Hereupon Legrand arose, with a grave and stately air, and brought me the beetle from a glass case in which it was enclosed. It was a beautiful scarabaeus, and, at that time, unknown to naturalists—of course a great prize in a scientific point of view. There were two round black spots near one extremity of the back, and a long one near the other. The scales were exceedingly hard and glossy, with all the appearance of burnished gold. The weight of the insect was very remarkable, and, taking all things into consideration, I could hardly blame Jupiter for his opinion respecting it. 

In this example from The Gold-Bug, Eve's guesses were all correct. This would not always be the case, however; the variation in statistics for individual plaintexts can mean that initial guesses are incorrect. It may be necessary to backtrack incorrect guesses or to analyze the available statistics in much more depth than the somewhat simplified justifications given in the above example.

It is also possible that the plaintext does not exhibit the expected distribution of letter frequencies. Shorter messages are likely to show more variation. It is also possible to construct artificially skewed texts. For example, entire novels have been written that omit the letter "e" altogether — a form of literature known as a lipogram.

History and usage

 
First page of Al-Kindi's 9th century Manuscript on Deciphering Cryptographic Messages
 

The first known recorded explanation of frequency analysis (indeed, of any kind of cryptanalysis) was given in the 9th century by Al-Kindi, an Arab polymath, in A Manuscript on Deciphering Cryptographic Messages.[3] It has been suggested that close textual study of the Qur'an first brought to light that Arabic has a characteristic letter frequency.[4] Its use spread, and similar systems were widely used in European states by the time of the Renaissance. By 1474, Cicco Simonetta had written a manual on deciphering encryptions of Latin and Italian text.[5]
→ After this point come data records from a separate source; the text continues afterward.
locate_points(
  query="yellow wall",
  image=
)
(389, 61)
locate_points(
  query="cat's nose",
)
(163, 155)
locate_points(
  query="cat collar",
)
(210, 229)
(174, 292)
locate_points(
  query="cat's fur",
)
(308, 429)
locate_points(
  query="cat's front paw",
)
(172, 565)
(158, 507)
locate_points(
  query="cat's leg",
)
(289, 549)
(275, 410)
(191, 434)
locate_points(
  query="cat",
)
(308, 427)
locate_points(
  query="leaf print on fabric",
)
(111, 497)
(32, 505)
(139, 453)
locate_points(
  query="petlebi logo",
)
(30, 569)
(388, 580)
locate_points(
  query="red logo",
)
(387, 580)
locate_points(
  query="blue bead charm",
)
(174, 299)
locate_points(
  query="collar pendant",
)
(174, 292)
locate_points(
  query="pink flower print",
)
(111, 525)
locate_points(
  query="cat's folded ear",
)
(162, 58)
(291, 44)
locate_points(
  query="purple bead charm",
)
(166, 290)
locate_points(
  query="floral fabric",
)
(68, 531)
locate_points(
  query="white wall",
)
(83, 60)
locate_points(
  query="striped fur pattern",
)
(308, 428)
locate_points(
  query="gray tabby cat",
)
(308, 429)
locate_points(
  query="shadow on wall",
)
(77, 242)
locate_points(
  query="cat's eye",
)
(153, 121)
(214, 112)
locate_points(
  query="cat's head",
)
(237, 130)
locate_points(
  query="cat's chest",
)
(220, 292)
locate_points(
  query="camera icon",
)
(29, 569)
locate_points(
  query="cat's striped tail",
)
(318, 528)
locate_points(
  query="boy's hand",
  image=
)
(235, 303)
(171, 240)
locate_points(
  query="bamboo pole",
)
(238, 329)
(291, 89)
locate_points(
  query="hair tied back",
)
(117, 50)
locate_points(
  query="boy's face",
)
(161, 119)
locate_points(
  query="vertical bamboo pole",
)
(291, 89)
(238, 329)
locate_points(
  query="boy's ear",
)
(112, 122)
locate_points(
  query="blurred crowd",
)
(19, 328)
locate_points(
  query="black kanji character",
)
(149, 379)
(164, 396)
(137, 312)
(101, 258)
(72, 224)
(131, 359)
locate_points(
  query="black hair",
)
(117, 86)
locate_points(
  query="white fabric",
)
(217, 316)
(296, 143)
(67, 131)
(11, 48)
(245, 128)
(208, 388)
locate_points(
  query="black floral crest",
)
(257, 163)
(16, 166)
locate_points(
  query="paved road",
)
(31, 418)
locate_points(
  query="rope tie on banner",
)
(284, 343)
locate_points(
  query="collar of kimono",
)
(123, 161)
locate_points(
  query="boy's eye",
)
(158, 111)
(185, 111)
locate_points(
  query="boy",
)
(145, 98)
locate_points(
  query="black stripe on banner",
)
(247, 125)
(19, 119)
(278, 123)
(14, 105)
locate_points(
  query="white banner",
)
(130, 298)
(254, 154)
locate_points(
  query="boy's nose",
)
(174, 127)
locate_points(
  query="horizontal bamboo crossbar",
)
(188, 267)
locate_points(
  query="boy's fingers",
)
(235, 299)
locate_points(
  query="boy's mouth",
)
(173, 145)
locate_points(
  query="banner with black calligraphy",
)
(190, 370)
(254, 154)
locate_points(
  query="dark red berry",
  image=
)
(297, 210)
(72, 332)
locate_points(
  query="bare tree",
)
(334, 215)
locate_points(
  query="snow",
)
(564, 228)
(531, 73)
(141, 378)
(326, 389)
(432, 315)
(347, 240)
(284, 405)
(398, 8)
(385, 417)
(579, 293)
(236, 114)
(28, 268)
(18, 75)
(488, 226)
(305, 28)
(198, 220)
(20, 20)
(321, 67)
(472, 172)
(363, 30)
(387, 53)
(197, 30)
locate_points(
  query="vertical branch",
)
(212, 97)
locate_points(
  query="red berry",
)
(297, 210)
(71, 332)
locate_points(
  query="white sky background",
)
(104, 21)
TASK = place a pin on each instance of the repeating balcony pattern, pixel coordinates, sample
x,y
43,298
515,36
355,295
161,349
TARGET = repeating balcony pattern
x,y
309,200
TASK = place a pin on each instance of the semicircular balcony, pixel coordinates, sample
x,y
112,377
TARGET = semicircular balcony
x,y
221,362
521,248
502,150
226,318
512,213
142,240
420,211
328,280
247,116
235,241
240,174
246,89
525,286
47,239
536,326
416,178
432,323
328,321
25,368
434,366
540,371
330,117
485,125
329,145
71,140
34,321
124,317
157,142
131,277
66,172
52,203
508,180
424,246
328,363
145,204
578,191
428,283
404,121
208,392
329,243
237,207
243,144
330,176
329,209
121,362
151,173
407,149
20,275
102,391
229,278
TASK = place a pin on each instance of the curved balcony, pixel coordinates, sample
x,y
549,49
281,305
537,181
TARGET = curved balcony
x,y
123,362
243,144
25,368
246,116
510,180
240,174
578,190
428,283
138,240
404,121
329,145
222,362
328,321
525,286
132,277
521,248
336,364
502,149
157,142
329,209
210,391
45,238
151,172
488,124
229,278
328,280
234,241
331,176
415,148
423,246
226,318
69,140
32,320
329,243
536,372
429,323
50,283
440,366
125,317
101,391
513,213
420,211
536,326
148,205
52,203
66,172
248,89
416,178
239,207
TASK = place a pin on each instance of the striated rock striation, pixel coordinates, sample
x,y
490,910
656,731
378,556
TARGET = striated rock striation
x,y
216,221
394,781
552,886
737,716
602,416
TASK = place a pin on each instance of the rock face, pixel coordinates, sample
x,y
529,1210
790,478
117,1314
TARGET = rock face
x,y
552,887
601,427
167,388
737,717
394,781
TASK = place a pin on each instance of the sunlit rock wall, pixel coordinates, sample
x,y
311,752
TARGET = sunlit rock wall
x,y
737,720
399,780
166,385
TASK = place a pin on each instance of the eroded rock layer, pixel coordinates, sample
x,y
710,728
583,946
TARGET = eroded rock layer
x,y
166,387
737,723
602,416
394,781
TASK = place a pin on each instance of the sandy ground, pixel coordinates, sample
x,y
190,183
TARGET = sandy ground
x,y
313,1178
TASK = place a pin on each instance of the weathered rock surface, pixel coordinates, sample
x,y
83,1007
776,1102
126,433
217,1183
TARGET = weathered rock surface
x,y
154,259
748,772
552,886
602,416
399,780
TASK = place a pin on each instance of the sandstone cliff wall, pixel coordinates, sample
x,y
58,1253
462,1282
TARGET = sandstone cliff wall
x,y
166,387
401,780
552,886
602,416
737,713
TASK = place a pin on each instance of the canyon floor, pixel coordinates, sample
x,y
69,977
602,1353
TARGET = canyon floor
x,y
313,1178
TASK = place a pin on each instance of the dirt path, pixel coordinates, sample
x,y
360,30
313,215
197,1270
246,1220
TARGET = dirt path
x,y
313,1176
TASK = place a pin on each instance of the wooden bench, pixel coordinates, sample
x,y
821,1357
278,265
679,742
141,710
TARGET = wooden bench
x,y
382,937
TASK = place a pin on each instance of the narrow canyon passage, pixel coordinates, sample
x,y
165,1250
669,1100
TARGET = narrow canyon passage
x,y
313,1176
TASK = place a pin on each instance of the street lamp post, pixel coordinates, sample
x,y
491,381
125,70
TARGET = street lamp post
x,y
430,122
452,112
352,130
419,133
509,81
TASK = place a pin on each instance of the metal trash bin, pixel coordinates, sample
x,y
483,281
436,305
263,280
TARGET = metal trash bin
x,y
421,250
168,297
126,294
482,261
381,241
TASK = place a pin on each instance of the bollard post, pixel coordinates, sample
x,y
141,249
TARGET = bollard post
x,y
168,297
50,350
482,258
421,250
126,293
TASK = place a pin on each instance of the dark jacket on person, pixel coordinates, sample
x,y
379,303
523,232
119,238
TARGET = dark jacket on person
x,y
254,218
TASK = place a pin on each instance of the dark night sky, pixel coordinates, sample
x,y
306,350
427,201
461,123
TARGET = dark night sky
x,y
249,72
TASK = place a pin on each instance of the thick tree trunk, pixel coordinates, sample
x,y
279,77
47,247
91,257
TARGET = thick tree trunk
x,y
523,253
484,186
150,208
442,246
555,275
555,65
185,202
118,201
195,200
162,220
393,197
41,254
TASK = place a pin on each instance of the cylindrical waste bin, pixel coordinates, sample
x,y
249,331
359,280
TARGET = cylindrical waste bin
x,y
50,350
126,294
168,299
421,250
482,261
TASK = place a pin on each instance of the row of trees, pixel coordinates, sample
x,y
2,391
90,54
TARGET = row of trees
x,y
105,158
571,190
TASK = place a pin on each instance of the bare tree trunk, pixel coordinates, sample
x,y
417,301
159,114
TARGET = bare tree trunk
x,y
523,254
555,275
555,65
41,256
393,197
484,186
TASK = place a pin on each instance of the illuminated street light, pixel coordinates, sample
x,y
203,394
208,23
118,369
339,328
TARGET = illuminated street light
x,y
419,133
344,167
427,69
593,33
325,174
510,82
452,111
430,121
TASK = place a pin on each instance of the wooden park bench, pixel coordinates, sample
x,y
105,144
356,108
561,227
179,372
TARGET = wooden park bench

Several schemes were invented by cryptographers to defeat this weakness in simple substitution encryptions. These included:

  • Homophonic substitution: Use of homophones — several alternatives to the most common letters in otherwise monoalphabetic substitution ciphers. For example, for English, both X and Y ciphertext might mean plaintext E.
  • Polyalphabetic substitution, that is, the use of several alphabets — chosen in assorted, more or less devious, ways (Leone Alberti seems to have been the first to propose this); and
  • Polygraphic substitution, schemes where pairs or triplets of plaintext letters are treated as units for substitution, rather than single letters, for example, the Playfair cipher invented by Charles Wheatstone in the mid-19th century.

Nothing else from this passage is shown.